Lohrmann H P, Lepp K A, Schreml W
J Natl Cancer Inst. 1982 Apr;68(4):541-7.
The reaction pattern of the normal (nonleukemic) human granulopoietic system to single-agent treatment with 5-fluorouracil (FUra) and to a combination of FUra with two nitrosoureas, 1,3-bis(2-chloroethyl)-1-nitrosourea (BCNU) and 1-(2-chloroethyl)-3-(4-methylcyclohexyl)-1-nitrosourea (MeCCNU), was studied serially by morphologic and in vitro culture methods. The granulopoietic toxicity of FUra was acute and rapidly (by day 21) reversible. In contrast, the toxicity of the combination regimens was long lasting. Evidence exists that an early toxicity (that of FUra) and a delayed toxicity (that of the nitrosourea) were overlapping. Toxicity of BCNU and MeCCNU was most pronounced at the level of in vitro colony-forming units of the granulopoietic system (G-CFUc). G-CFUc compartments of bone marrow and peripheral blood continued to be reduced in size at the time of recovery of the peripheral blood granulocyte count from nitrosourea-induced toxicity. This finding may be responsible for the cumulative toxicity to the human hematopoietic system that frequently has been observed after repeated administration of nitrosourea compounds.

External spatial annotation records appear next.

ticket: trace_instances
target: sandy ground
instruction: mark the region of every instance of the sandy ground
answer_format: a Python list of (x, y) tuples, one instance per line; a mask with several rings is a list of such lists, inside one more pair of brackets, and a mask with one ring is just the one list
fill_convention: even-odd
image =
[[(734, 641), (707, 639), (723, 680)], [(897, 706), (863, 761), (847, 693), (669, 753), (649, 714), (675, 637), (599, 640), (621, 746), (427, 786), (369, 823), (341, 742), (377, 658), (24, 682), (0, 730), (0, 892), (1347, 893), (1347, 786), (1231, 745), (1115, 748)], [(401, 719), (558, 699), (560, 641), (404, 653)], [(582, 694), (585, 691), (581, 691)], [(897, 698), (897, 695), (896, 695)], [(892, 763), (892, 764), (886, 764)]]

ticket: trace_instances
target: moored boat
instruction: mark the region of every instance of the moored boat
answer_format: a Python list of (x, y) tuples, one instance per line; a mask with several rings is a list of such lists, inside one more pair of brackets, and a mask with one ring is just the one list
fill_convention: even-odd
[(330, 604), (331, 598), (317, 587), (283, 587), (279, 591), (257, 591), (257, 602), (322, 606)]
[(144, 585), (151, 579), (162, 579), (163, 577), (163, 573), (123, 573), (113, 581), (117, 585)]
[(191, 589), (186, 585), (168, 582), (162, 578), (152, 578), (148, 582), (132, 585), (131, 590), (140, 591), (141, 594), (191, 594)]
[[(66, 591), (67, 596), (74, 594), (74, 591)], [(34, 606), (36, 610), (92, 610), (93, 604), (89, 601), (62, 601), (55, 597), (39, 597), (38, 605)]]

采用形态学和体外培养方法,对正常(非白血病)人粒细胞生成系统对5-氟尿嘧啶(FUra)单药治疗以及FUra与两种亚硝基脲(1,3-双(2-氯乙基)-1-亚硝基脲(BCNU)和1-(2-氯乙基)-3-(4-甲基环己基)-1-亚硝基脲(MeCCNU))联合治疗的反应模式进行了系列研究。FUra的粒细胞生成毒性是急性的,且迅速(在第21天)可逆。相比之下,联合治疗方案的毒性持续时间长。有证据表明,早期毒性(FUra的毒性)和延迟毒性(亚硝基脲的毒性)相互重叠。BCNU和MeCCNU的毒性在粒细胞生成系统的体外集落形成单位(G-CFUc)水平最为明显。在从亚硝基脲诱导的毒性中恢复外周血粒细胞计数时,骨髓和外周血的G-CFUc区室大小持续减小。这一发现可能是反复给予亚硝基脲化合物后经常观察到的对人类造血系统累积毒性的原因。